Except the suggestion came not from a Conservative but a Liberal Democrat MP. Jo Swinson wrote a piece in the Mail on Sunday in which she describes witnessing the very policies that Bryant is so angry about:

‘I grew up in the West of Scotland during the 1980s. Local steelmaking and coal mining industries were hit hard by Thatcher’s policies.

‘Her disastrous decision to use Scotland as a guinea pig for the implementation of the poll tax is firmly lodged in my memory, along with the protests it generated.’

So why, after using the very argument that opponents of a Thatcher statue make, does Swinson actually want one? Her point is that there are currently no statues of women at all in Parliament Square, and that adding just one, commemorating Millicent Fawcett, is hardly sufficient. Thatcher’s achievements as Swinson grew up left her in no doubt that a woman can be Prime Minister, even if, as she says ‘I now spend a significant amount of my time trying to find policy solutions to change the unethical corporate behaviour that Thatcherism unleashed’.

There is already a statue of Thatcher inside Parliament: it’s in the Members’ Lobby, which isn’t often open to the public. But it’s also one of just a handful of depictions of women in the Palace: there’s Elizabeth I round the corner, and a very small portrait relief of Nancy Astor, the first woman to take her seat in the House of Commons, on the Committee Corridor. Mostly, though, the walls are lined with men, some of whom were highly divisive, and many of whom we have learned more about how not to do politics than anything else. These scant references to political women do have an impact. I am a little younger than Swinson, and can only remember John Major popping up on the television when I was a child, which means I grew up assuming that politics was for men. These initial impressions can create misconceptions that mean women don’t go near politics: I learned recently that while it takes a couple of days between a man being asked whether he would like to be an MP and his application landing with the party headquarters, it takes a woman six months to complete the same process. There is also strong anecdotal evidence that even people involved in selection panels (who are therefore normally highly politically involved) automatically think of a man when asked to think of what an MP would look like.

Swinson argues that while we commemorate men who we disagree with, we don’t do the same with a woman like Thatcher. This unconscious bias is certainly a strong factor in the noisy opposition to just one public statue. But there’s something else at play here, which is the increasing discomfort with depictions of our past in general.

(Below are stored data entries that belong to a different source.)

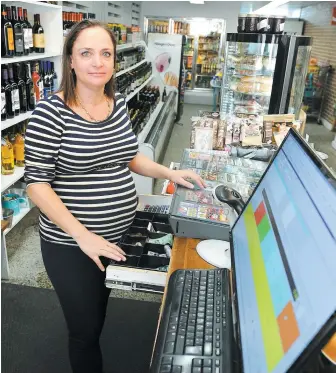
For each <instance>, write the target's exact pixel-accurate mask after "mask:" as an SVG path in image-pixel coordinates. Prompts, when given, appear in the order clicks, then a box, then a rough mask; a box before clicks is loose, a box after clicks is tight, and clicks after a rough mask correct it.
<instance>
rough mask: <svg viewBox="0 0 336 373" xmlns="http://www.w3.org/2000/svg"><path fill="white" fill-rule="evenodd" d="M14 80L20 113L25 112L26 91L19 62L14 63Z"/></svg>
mask: <svg viewBox="0 0 336 373" xmlns="http://www.w3.org/2000/svg"><path fill="white" fill-rule="evenodd" d="M14 81H15V82H16V84H17V86H18V88H19V99H20V113H25V112H27V91H26V83H25V81H24V80H23V79H22V68H21V64H20V63H15V64H14Z"/></svg>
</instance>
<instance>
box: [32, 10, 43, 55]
mask: <svg viewBox="0 0 336 373" xmlns="http://www.w3.org/2000/svg"><path fill="white" fill-rule="evenodd" d="M33 44H34V51H35V52H36V53H44V30H43V27H42V26H41V22H40V15H39V14H34V26H33Z"/></svg>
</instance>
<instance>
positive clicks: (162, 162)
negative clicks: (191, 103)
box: [154, 104, 212, 194]
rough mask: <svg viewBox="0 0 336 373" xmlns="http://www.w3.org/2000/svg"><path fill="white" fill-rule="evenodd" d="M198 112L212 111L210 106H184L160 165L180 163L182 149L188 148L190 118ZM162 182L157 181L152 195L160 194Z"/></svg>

We don’t seem to want to accept that the past is another country where they do things differently, or if we do, we would like it to be a country that no-one ever talks about or acknowledges. Statues of divisive men, monuments to movements that caused some people great pain, and buildings funded by the proceeds of the slave trade are all over the United Kingdom. Of course we are uneasy that our ancestors did such things, but just as any mention of Thatcher is always swiftly accompanied by the word ‘divisive’ and a much wordier argument about her legacy, we have previously been able to contextualise these monuments as part of a past that not everyone is fully comfortable with. The discomfort we might feel on seeing, for instance, the Wills Memorial Building in Bristol, which is a beautiful building named after a member of a family that used slaves to farm tobacco, is actually an important part of ensuring that such things don’t happen again. Our whole society, far beyond physical structures, is built on memories and old ways of doing things.

Margaret Thatcher will always be Britain’s first female Prime Minister. She will always be a politician with a colossal legacy. Nothing will change those things. Nothing, by the way, will change the fact that there are MPs in Parliament today who are inspired by Thatcher in a wholly positive way, or indeed the fact that there was applause from the crowds outside St Paul’s at her funeral. We can’t control our past, and we can’t control the way other people feel differently about our past, either. No number of statues will stop her being a divisive name whose legacy people will always argue about. Similarly, no moratorium on statues will change what has been.

That’s why Swinson is right to disagree vehemently with Thatcher’s legacy while wanting a statue of her. How much better would it be if those who go to great efforts to try to prevent us commemorating our first female Prime Minister instead used their precious time to try to change the parts of her legacy that they disagree with? You cannot change the past, but at least a statue might motivate you to do something about the present.